Connecticut Innovations iHUB


Connecticut Innovations (CI) was created by the Connecticut Legislature in 1989. Since 1995, returns from its own investments - not state money - have supported operations and new, forward-thinking funding programs. As such, CI provides strategic capital and operational insight to push the frontiers of high-tech industries such as energy, biotechnology, information technology, and photonics. Over the years, CI has helped over 100 emerging companies research, develop, and market new products and services attracting over $1 billion dollars in additional investments from private equity providers.

The Connecticut iHUB, developed by CI, connects all innovation stakeholders to promote economic and business development. Innovation stakeholders are high tech small businesses, large corporations, research institutions, universities, federal and state agencies and citizens looking to get ahead. It incorporates a rich array of public and private collaboration tools, content feeds, and personal communication and interaction features.


Needs and Problems to Be Solved

Connecticut’s need for an innovation and economic development hub had many dimensions. They fell into a number of broad categories as described below:

Existing Program Support: CI had been playing, for many years, an active, leading role in facilitating innovation across the State and for a wide array of stakeholders. Accordingly, the solution needed to be designed to support existing programs but be flexible enough extend the value proposition in new ways.
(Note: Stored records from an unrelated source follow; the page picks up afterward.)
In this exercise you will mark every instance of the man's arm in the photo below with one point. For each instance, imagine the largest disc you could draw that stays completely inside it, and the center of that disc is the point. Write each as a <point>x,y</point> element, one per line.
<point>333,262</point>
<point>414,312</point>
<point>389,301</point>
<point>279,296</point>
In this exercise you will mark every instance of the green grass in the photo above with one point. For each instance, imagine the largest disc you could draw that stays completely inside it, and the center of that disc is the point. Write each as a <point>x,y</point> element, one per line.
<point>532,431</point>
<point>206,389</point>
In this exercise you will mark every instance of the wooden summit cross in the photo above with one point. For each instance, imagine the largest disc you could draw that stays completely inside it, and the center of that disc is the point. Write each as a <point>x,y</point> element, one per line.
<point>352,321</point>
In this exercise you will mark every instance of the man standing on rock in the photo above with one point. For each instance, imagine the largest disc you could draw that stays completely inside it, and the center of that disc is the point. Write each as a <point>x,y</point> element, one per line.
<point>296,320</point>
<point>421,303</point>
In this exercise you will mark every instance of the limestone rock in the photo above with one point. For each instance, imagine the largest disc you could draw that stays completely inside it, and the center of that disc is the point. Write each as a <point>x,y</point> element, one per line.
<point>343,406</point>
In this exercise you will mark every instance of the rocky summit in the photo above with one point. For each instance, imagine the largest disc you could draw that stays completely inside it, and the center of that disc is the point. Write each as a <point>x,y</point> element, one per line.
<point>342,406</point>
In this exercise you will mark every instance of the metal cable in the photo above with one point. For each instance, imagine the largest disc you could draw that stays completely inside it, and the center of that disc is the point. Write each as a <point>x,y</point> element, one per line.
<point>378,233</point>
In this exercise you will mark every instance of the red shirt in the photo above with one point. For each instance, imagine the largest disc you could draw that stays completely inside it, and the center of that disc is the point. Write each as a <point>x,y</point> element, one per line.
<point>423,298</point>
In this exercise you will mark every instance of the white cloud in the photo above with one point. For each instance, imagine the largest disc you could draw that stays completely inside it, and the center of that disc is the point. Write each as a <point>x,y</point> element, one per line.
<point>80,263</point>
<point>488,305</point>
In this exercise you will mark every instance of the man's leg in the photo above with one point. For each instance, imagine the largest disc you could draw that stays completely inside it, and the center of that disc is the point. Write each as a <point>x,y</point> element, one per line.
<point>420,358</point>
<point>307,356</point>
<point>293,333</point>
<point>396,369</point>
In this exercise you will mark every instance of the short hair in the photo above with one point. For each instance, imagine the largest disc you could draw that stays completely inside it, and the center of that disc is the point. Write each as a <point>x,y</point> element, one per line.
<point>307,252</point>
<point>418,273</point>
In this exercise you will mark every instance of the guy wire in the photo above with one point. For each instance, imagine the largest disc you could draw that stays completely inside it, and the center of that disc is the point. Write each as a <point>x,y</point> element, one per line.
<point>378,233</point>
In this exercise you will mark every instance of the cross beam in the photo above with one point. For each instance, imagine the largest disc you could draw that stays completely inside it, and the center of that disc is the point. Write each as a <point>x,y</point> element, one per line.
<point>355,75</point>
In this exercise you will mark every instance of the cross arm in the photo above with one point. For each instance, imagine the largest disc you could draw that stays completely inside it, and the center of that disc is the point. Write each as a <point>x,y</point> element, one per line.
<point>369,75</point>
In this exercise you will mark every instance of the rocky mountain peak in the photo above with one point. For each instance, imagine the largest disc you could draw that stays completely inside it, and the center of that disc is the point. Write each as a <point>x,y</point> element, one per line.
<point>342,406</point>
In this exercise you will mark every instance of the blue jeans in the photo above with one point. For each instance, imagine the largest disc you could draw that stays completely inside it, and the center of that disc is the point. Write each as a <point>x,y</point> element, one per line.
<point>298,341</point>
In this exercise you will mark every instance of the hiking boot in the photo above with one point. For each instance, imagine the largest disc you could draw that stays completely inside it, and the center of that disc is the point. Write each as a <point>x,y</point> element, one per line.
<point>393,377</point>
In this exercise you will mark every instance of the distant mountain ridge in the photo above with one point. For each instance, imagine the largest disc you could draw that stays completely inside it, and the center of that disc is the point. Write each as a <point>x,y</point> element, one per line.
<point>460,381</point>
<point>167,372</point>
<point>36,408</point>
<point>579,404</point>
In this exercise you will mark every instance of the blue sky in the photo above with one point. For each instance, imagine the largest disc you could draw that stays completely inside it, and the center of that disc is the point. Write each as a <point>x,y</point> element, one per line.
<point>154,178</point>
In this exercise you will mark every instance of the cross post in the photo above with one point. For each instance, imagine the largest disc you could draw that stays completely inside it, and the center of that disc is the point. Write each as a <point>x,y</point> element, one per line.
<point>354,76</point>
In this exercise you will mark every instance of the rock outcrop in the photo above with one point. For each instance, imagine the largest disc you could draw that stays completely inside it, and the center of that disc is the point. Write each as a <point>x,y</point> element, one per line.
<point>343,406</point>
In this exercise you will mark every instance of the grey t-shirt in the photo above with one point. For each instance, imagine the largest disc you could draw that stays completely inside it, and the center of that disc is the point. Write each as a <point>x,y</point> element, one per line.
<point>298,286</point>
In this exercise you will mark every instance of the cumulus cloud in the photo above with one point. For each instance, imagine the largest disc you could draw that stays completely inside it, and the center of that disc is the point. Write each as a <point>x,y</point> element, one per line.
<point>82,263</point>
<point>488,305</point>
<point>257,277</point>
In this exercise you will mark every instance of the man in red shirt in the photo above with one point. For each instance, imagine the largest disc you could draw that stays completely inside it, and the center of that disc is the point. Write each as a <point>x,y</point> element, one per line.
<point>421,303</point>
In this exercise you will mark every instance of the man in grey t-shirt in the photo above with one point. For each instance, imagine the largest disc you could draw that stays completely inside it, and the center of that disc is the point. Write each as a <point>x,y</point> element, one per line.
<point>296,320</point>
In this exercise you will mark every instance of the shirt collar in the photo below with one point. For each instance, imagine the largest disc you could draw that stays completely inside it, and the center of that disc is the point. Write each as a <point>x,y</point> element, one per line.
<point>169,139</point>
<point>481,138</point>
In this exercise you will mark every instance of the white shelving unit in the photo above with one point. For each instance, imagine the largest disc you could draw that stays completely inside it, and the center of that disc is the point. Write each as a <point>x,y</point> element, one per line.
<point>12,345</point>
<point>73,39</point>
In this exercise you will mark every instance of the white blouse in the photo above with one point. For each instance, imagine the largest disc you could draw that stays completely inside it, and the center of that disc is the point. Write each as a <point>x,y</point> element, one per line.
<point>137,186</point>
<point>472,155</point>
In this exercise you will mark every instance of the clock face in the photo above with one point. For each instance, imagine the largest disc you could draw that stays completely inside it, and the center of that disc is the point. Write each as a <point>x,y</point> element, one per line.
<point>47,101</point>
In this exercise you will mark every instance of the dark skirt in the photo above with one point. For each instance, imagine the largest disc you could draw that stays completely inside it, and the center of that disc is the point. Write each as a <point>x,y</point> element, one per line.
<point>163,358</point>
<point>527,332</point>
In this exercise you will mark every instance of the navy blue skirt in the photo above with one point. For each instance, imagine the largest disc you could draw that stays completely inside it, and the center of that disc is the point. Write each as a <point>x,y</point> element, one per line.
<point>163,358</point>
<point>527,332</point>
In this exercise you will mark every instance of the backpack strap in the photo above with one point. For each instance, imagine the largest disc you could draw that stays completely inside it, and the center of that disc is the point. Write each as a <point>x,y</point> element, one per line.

Breadth of Features: As CI’s vision included social, collaborative and operational capabilities, the technology needed to include features that looked like those found in Facebook, Linked-In, Twitter, Yammer, Yahoo Groups, UStream, and, while being available through the web and mobile apps running in iPhone, iPad and Android.

Interoperability & “The Cloud”: It wasn't possible (nor necessary) to build from scratch all of the features CI desired. The mandate, therefore was to adopt a platform-type solution that could accommodate 3’rd party products and services being readily integrated in a secure way and then easily updated.

Familiarity & Ease of Use: As an entire generation was (and still is) being trained by using the mega-social sites like Facebook and Linked-in, CI wanted to adopt as many common notions as possible so users could be easily on-boarded and then brought up to speed quickly.

Ownership: Connecticut needed to “own,” in the truest sense of the word, their innovation environment. Simply nesting it in somebody else's community wasn't an option. Ownership needed to be at such fundamental levels as ownership of data, of the URL, of the user, and of the total experience.

Control: Closely related to ownership was the concept of control. CI needed to control all business policy and technical considerations ranging from user access, to where the system was hosted and maintained, to how and when it would evolve, to end-user licensing. Not the type of control consumer communities like Facebook provide.

Manageability & Upgradeability: While CI required a custom solution, they also needed one built on upgradeable, integrated components so they could achieve efficiency, quality and security at reasonable cost.

The solution delivered by Concursive, built entirely on its standard, upgradeable components, achieves these needs for Connecticut Innovations in the iHUB deployment.

Process Employed

Connecticut deployed the iHUB through the iterative approach followed by most organizations buildig hubs. As such, the phases they went through:

Prototype: Covered roughly one month; 1 week for configuration and roughly 3 weeks for socializing it to stakeholders, gaining feedback, and then reaching consensus to go to the next phase.

Beta: Began immediately as the prototype "turned into" the beta. Additional customizations were made, users brought up live, and initial programs begun.

Soft Launch: As the beta continued and confidence grew, the iHUB morphed into the initial "for real" system as successful programs were replicated.

Production: It's now in full production with the full suite of capabilities employed: Web, mobile, management console and a number of cloud services plugged in.